Saturday 11 May 2013

Honey, I'm home!

My my, it has been a while! Sorry about that, but I have been in hospital for an annoyingly long time. 

I have been in hospital for three weeks and now I'm trying to adjust to normal life. I was discharged  for the first time, last week, but then I spent the weekend throwing up and was right back in. If I'm honest though, that first weekend was tough. I just don't think I was mentally prepared for it. 

You see, I think you can become quite institutionalised in the hospital. They wake you up, bring you your medications in little cups (actually, they look like the little cups you can put ketchup in at McDonald's. Which is worrying). They bring you lunch, and more medication. They bring you tea. Then they bring you your final daily dose of medication at night and say goodnight to you. You don't have to take responsibility for it or think about it. When I came out, I suddenly had to do it all myself and I found it rather overwhelming! I felt like a ghost. A ghost who's life was about to revolve around taking medication! Of course, it didn't last long, for I was right back in hospital on Sunday because I couldn't stop vomiting! More on that some other time.

There's also something very undignified about being in hospital. My butt was hanging out of my gown, I had drains hanging from my neck and catheter hanging from...down there, like the worst burlesque act ever. A couple of times I had to use a commode, (if that is how it is spelt) and they are so awkward. I mean, I had a pretty shy bladder to begin with, but then they present you with a chair that basically has a paper bowl attached to it and expect you to use it as a toilet! Now, I don't know about you, but my parents spent quite a lot of time trying to teach me not to go to the toilet in chairs. So, for a nurse the present me with what is essentially a chair and tell me to do my business in it, goes against my natural urges! I've thrown up on myself quite a lot. A doctor pulled the curtain open while I was being strip washed. You just get used to it after a while.

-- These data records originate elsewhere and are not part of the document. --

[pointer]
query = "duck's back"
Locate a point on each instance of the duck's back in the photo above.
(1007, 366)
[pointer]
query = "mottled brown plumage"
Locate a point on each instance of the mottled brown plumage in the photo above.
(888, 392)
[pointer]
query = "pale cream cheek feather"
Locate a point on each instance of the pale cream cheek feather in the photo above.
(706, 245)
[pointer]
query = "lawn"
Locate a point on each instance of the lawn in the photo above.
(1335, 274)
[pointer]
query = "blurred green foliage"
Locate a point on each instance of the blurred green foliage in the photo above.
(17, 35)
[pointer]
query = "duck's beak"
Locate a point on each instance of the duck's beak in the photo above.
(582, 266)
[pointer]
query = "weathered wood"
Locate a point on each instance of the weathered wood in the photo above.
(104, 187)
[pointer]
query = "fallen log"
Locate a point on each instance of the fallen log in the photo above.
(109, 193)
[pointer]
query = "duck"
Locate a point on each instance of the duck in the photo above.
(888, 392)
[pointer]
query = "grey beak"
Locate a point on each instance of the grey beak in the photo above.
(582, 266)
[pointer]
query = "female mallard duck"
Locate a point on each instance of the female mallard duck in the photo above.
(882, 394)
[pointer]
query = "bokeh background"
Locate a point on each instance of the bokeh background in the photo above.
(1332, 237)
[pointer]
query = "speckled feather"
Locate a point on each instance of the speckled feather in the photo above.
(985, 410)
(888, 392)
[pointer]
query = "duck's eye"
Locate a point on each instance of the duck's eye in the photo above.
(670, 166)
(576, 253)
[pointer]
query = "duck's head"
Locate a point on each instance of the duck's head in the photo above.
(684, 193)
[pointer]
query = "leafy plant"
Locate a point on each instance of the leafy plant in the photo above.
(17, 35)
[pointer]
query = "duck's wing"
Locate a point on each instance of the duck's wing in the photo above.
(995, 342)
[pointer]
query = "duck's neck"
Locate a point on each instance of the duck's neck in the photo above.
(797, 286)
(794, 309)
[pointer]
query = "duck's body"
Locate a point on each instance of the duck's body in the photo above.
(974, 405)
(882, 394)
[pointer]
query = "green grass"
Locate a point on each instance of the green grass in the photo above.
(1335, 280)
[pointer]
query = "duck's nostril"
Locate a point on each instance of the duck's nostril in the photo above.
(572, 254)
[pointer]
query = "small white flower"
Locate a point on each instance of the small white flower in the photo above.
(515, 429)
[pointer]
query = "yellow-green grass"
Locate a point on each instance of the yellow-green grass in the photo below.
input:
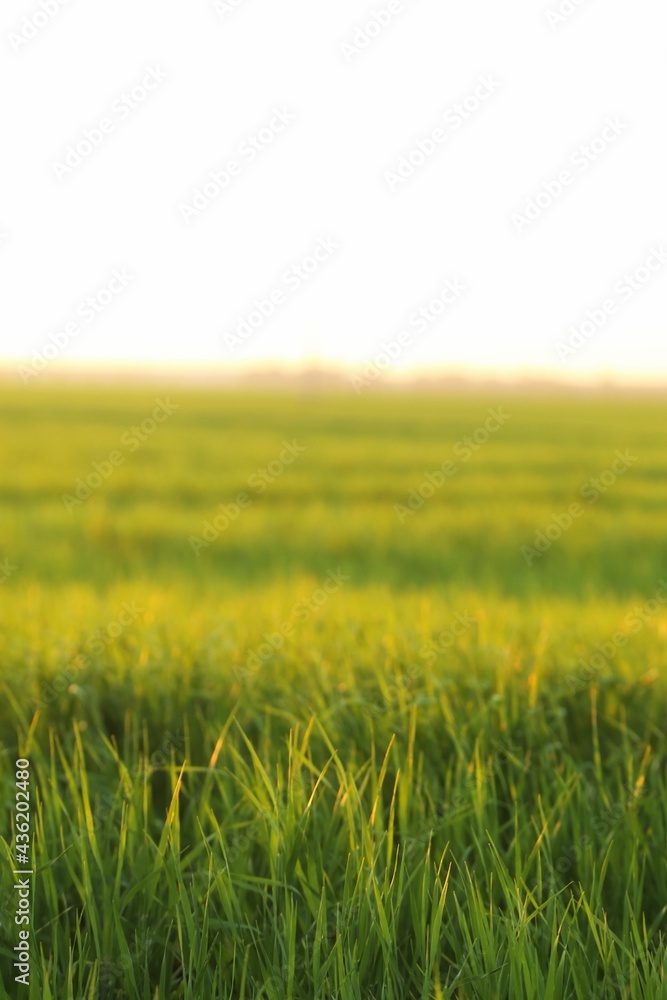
(379, 807)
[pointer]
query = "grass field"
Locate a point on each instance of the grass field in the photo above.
(357, 733)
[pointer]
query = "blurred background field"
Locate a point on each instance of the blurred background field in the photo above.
(541, 785)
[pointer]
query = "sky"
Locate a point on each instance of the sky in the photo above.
(396, 187)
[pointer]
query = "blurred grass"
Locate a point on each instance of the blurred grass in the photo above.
(331, 794)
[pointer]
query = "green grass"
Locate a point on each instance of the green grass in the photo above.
(378, 808)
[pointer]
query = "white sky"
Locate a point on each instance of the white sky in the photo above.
(325, 176)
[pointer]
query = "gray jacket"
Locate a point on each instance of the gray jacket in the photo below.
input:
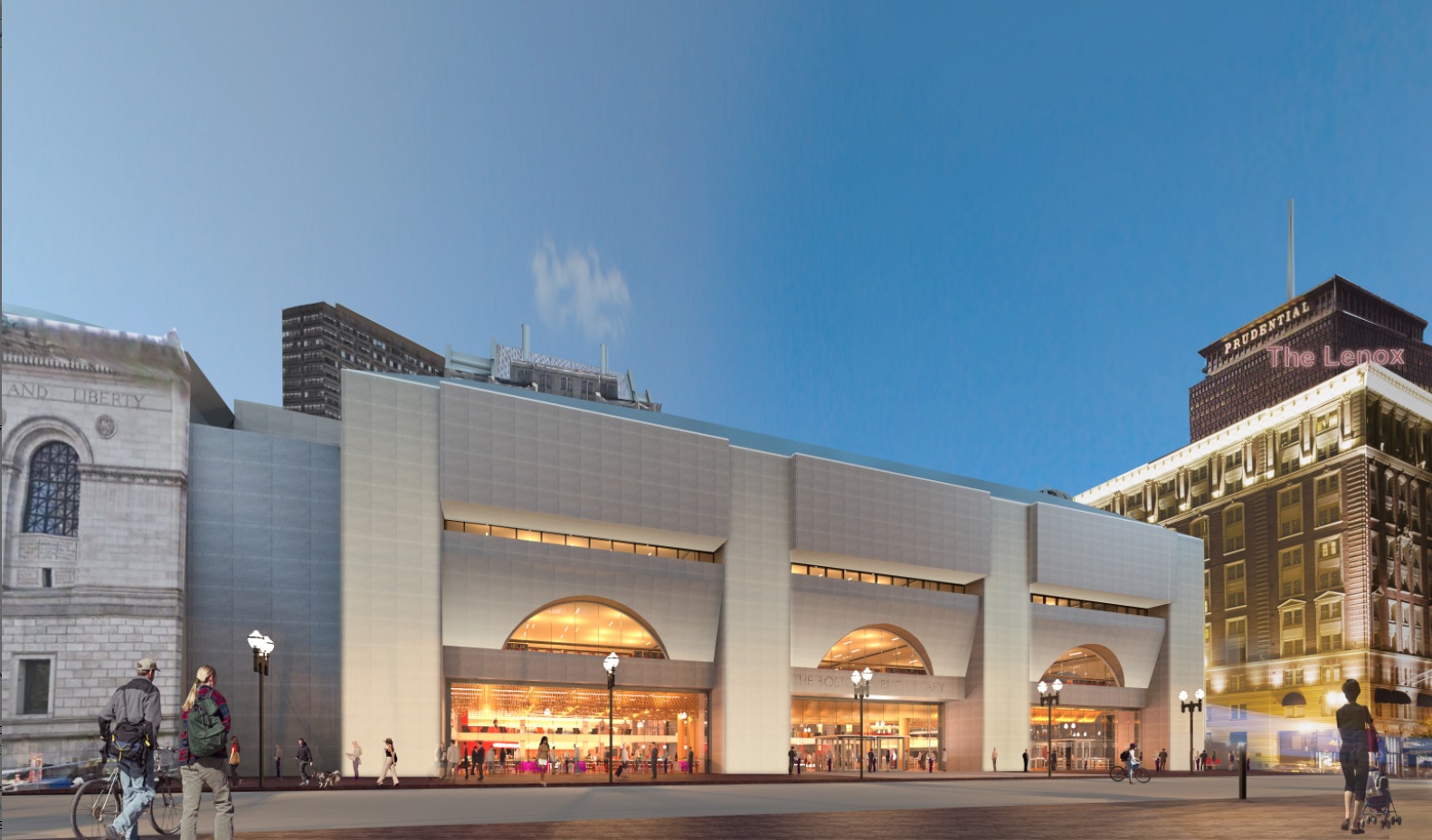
(134, 706)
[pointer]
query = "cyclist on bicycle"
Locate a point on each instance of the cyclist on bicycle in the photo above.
(1133, 761)
(129, 727)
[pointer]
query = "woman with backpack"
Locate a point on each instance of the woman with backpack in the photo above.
(543, 759)
(202, 746)
(233, 761)
(390, 763)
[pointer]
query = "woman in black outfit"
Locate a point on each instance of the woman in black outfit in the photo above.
(1353, 729)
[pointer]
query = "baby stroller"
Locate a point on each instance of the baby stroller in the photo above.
(1380, 807)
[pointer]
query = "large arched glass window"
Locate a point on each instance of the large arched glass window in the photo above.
(1085, 667)
(878, 648)
(586, 627)
(52, 504)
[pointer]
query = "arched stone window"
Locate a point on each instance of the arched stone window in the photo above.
(52, 503)
(1085, 665)
(586, 627)
(878, 648)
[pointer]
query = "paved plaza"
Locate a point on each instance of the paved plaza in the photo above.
(1004, 806)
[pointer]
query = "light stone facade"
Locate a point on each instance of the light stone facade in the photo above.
(331, 538)
(425, 606)
(95, 601)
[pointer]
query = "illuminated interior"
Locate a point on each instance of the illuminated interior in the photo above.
(584, 627)
(876, 648)
(1081, 667)
(827, 733)
(574, 719)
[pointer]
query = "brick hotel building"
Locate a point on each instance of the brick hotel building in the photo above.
(1309, 486)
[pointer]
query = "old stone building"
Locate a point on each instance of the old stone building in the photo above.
(95, 457)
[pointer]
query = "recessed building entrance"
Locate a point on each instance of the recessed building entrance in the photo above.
(1085, 739)
(827, 734)
(515, 717)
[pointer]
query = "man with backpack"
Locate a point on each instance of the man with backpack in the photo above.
(129, 727)
(204, 756)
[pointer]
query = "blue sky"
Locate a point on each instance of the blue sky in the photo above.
(980, 240)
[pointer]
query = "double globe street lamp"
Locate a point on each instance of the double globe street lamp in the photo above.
(1048, 699)
(611, 665)
(262, 647)
(1190, 709)
(862, 689)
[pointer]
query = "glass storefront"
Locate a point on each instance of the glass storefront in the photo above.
(1085, 739)
(827, 734)
(513, 719)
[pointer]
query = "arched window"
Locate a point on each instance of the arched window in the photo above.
(1085, 667)
(878, 648)
(52, 504)
(586, 627)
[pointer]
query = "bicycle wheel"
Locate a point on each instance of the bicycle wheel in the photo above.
(168, 807)
(96, 805)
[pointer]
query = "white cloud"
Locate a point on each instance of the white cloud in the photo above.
(574, 289)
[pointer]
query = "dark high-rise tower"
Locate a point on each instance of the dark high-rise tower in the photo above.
(321, 339)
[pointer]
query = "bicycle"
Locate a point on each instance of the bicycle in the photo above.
(100, 800)
(1120, 773)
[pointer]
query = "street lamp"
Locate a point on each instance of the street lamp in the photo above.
(862, 689)
(262, 647)
(1048, 699)
(1190, 707)
(611, 665)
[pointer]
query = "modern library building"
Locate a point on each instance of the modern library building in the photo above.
(457, 560)
(498, 545)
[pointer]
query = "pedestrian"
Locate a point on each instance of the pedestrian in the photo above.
(233, 761)
(390, 763)
(129, 727)
(1133, 761)
(356, 759)
(543, 759)
(204, 726)
(305, 761)
(1360, 739)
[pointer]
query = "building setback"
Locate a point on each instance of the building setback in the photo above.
(1313, 515)
(324, 339)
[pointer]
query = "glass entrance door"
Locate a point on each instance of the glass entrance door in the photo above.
(845, 751)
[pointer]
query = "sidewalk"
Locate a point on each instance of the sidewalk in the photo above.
(1269, 819)
(666, 779)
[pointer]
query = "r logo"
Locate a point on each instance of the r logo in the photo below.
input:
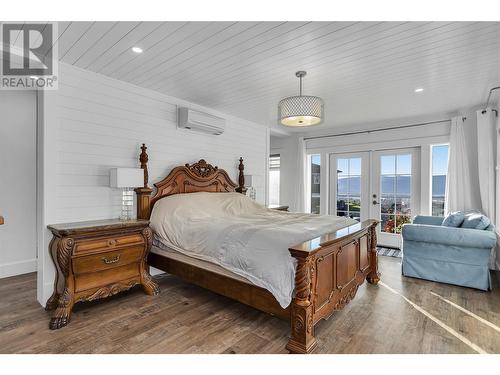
(35, 41)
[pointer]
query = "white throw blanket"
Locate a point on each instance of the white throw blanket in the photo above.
(242, 236)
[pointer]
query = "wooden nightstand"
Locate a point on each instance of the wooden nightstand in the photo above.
(96, 259)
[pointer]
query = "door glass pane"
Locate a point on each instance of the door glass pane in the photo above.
(349, 187)
(315, 183)
(395, 198)
(439, 172)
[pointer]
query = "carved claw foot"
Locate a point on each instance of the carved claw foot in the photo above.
(150, 287)
(52, 302)
(373, 278)
(60, 319)
(295, 347)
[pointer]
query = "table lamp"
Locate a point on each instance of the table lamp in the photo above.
(126, 179)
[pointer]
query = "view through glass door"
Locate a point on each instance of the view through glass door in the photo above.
(395, 192)
(349, 185)
(383, 185)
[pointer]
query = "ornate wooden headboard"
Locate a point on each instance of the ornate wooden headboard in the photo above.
(188, 178)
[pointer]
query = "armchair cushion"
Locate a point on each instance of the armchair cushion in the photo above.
(476, 221)
(462, 237)
(454, 219)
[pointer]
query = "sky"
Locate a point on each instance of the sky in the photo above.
(394, 164)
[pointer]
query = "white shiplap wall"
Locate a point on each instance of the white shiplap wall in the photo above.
(101, 122)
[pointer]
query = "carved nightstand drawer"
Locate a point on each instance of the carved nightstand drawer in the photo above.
(108, 243)
(107, 260)
(96, 260)
(86, 282)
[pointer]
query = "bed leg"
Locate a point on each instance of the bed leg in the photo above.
(302, 338)
(374, 276)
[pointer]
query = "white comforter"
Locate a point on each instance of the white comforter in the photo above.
(235, 232)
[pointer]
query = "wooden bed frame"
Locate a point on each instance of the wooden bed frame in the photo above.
(330, 268)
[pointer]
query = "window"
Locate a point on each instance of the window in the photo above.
(274, 179)
(395, 176)
(349, 187)
(315, 183)
(439, 172)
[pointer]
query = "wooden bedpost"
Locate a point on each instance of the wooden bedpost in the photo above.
(144, 193)
(241, 178)
(302, 338)
(374, 276)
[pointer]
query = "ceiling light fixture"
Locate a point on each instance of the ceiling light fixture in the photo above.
(301, 110)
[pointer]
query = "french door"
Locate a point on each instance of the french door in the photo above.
(395, 192)
(349, 185)
(382, 185)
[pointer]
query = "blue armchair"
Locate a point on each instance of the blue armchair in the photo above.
(450, 255)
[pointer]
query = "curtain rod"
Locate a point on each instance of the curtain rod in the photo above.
(488, 100)
(380, 129)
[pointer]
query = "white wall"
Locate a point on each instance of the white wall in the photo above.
(18, 182)
(93, 123)
(287, 148)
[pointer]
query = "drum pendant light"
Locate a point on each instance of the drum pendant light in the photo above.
(302, 110)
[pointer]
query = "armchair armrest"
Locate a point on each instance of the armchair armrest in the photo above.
(462, 237)
(429, 220)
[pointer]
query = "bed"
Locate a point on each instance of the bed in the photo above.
(325, 270)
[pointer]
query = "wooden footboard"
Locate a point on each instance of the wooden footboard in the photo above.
(329, 271)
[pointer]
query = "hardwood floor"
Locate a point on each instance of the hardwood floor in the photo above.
(378, 320)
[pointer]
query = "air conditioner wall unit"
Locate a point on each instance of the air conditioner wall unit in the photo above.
(199, 121)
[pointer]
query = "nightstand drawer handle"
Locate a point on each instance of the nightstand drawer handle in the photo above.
(111, 261)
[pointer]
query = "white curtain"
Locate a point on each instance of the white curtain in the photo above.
(458, 185)
(300, 189)
(486, 160)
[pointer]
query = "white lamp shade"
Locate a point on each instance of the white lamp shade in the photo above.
(126, 177)
(248, 180)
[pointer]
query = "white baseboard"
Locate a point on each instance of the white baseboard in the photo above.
(17, 268)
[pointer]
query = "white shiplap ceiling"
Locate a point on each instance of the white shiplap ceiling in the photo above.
(365, 71)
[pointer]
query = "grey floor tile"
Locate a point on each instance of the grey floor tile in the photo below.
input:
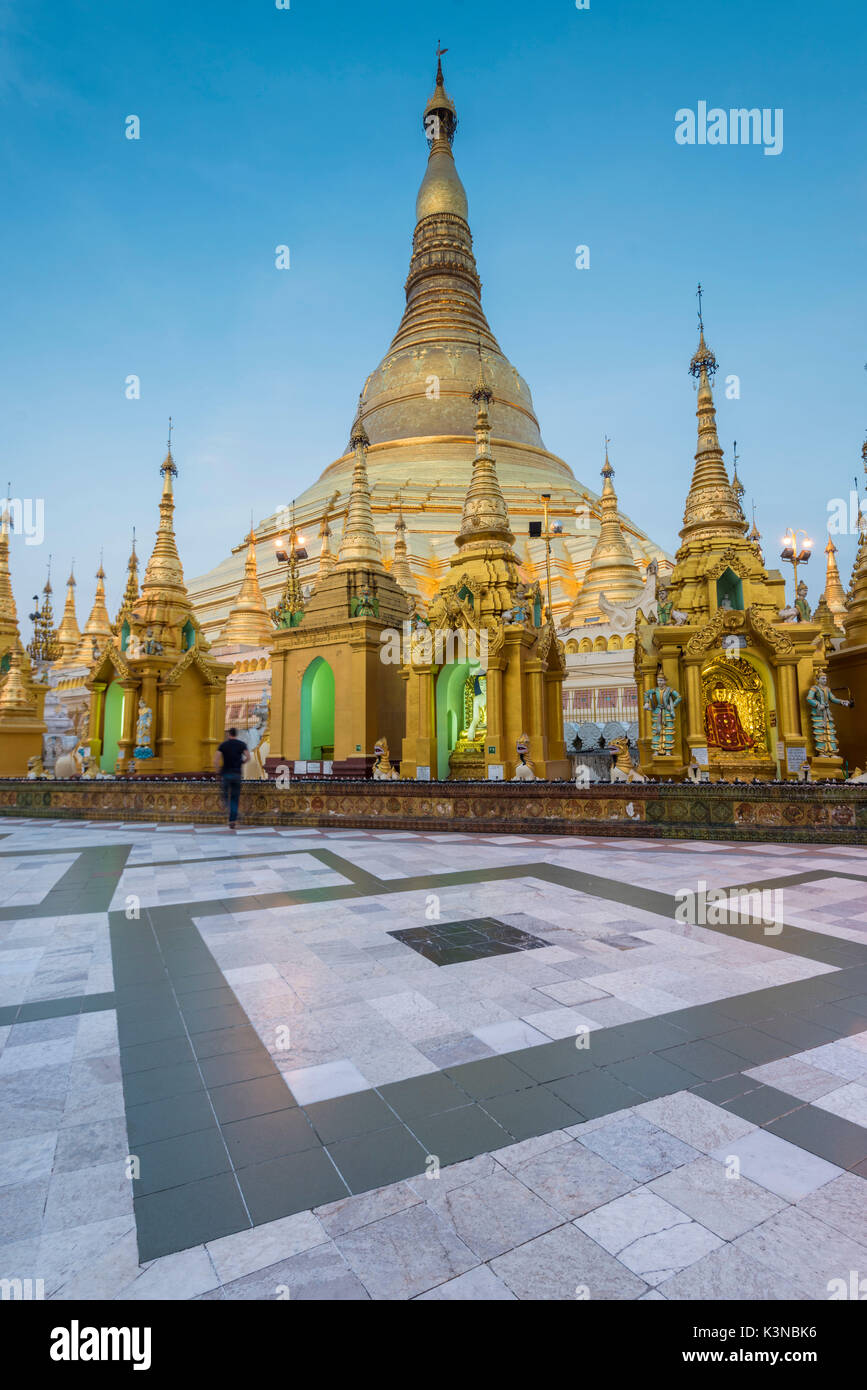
(460, 1133)
(164, 1119)
(595, 1093)
(349, 1116)
(236, 1066)
(172, 1162)
(764, 1104)
(527, 1114)
(374, 1159)
(423, 1096)
(706, 1059)
(182, 1216)
(820, 1132)
(268, 1136)
(243, 1100)
(652, 1076)
(160, 1083)
(489, 1076)
(292, 1183)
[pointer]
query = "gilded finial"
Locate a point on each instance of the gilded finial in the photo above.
(703, 357)
(357, 435)
(606, 469)
(481, 391)
(170, 463)
(439, 56)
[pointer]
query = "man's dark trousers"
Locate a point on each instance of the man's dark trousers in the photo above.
(231, 792)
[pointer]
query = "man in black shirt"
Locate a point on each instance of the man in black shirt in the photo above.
(231, 756)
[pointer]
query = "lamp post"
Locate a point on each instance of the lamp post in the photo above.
(289, 553)
(796, 551)
(546, 530)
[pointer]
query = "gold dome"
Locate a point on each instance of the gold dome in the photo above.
(418, 416)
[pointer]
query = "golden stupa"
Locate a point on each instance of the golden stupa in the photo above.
(418, 416)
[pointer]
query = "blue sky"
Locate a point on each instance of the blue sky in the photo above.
(302, 127)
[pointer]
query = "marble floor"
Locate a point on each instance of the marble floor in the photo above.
(334, 1064)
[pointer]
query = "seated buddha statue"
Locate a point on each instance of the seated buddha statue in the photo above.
(723, 723)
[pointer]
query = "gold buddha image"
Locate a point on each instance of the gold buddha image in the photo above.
(734, 709)
(468, 754)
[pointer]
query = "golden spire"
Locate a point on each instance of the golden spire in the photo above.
(9, 613)
(68, 633)
(834, 595)
(327, 556)
(855, 619)
(359, 544)
(163, 583)
(485, 514)
(14, 697)
(737, 484)
(755, 535)
(400, 563)
(97, 628)
(612, 570)
(249, 622)
(713, 509)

It's been a frustrating time, because I went in feeling relatively well. I became ill after the op! My calcium levels have been up and down (that's a whole other blog entry!), another patient gave me her biscuits when she was discharged and they turned out to be TWO YEARS out of date and gave me food poisoning! I have been throwing up a lot and they didn't really know why. One afternoon I turned to my sister and asked her why my body wouldn't just behave. I had moments where I would just think to myself,"Come ON body! Power up!" I had to keep reminding myself that I'd had a major operation. I mean, they basically excavated my neck! It was taking a while to get back. The doctors were probably just as frustrated as I was. It can't be fun for the doctors when you're looking for answers and they just don't know. At one of my lowest points though, that amazing Cancer Research ad came on TV, and reminded me that I could kick this thing's ass!

I'm very proud of myself though. I have been exposed to needles thanks to endless blood tests and the injection they put in your stomach to prevent clotting or something. Actually, the needle in the stomach was worse than the blood tests and the nurses know it! I had one nurse come in and apologise for what she was about to do, and then tell me she had been trying to avoid it all afternoon! It hurts, and continues to hurt for a good while afterwards. Now when I have blood taken I just get on with it. I can even look right at it! Mind you, my veins have now had quite enough of your needles thank you very much! 

I still have a long way to go though. I have to go back to the hospital tomorrow for a blood test. Then on Wednesday I have a consultation at St. James hospital, so the next stage is rapidly approaching! 

Now if you'll excuse me, I have some medication to choke down.


1 comment:

  1. Bravery on a massive scale cleverly disguised as wit. You've grown up not knowing your uncle at all, but your mum was probably my first real mum. I'm so proud of her and of you. You're an inspiration Adele. Love and respect in copious quantities.